How git stores your data

This overview delves into the fundamental concepts of how Git organizes and stores data, offering essential insights for those learning Git.

At the core of Git’s data storage model is the blob. Git tracks file history by storing the contents of each file as a blob, rather than just the differences between files for each change. These contents are referenced by a 40-character SHA1 hash, ensuring uniqueness. While SHA1 hashes may seem cryptic, the first 7 characters are typically sufficient for referencing.

One of Git’s advantages is its ability to store only one copy of duplicate files internally. Each blob is represented individually, forming the foundational units of Git’s data storage.

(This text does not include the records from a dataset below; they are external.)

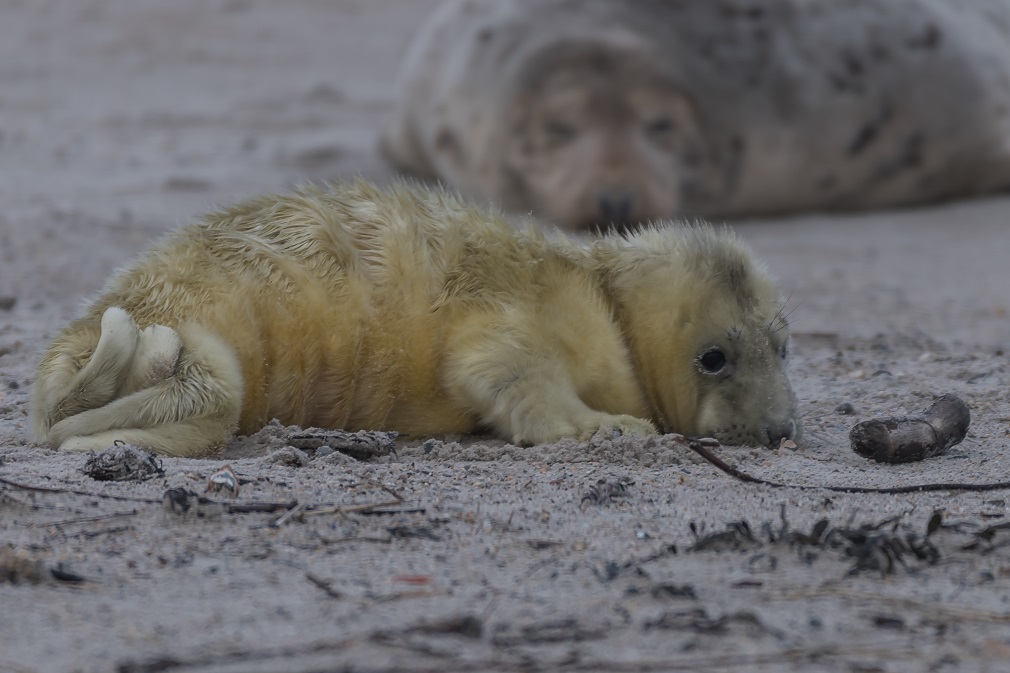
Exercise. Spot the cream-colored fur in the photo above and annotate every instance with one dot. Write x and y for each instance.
(407, 309)
(589, 112)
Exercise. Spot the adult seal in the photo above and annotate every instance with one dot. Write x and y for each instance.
(599, 112)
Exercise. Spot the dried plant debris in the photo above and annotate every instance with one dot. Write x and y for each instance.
(905, 439)
(603, 491)
(123, 462)
(570, 630)
(885, 547)
(698, 620)
(362, 446)
(184, 502)
(17, 567)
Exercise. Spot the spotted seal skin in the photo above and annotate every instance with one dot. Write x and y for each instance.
(592, 112)
(408, 309)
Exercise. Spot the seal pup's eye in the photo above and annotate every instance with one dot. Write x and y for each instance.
(712, 361)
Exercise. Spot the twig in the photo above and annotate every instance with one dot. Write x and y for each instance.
(347, 509)
(703, 451)
(324, 585)
(288, 515)
(82, 519)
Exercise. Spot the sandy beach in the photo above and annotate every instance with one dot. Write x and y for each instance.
(120, 119)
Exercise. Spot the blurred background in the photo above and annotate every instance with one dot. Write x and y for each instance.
(121, 118)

Another crucial object in Git’s model is the tree. Trees function as containers, resembling directories, and can include other blobs and trees. They organize the hierarchical structure of a repository.

Finally, commits serve as snapshots in Git. They capture the state of trees at specific points in time and include metadata such as author, date, and a message. Commits form a Directed Acyclic Graph, reflecting the linear flow of history within a repository. This flow can vary in complexity, especially in repositories with multiple branches.

Visualizing Git’s data model becomes clearer when using tools like GitX, which display commit objects and their associated data. From there, users can navigate through the commit’s tree structure.

Understanding these concepts demystifies the terminology encountered in Git commits. For further exploration, resources like Git for Computer Scientists and Scott Chacon’s talk on Getting Git offer valuable insights into Git’s inner workings.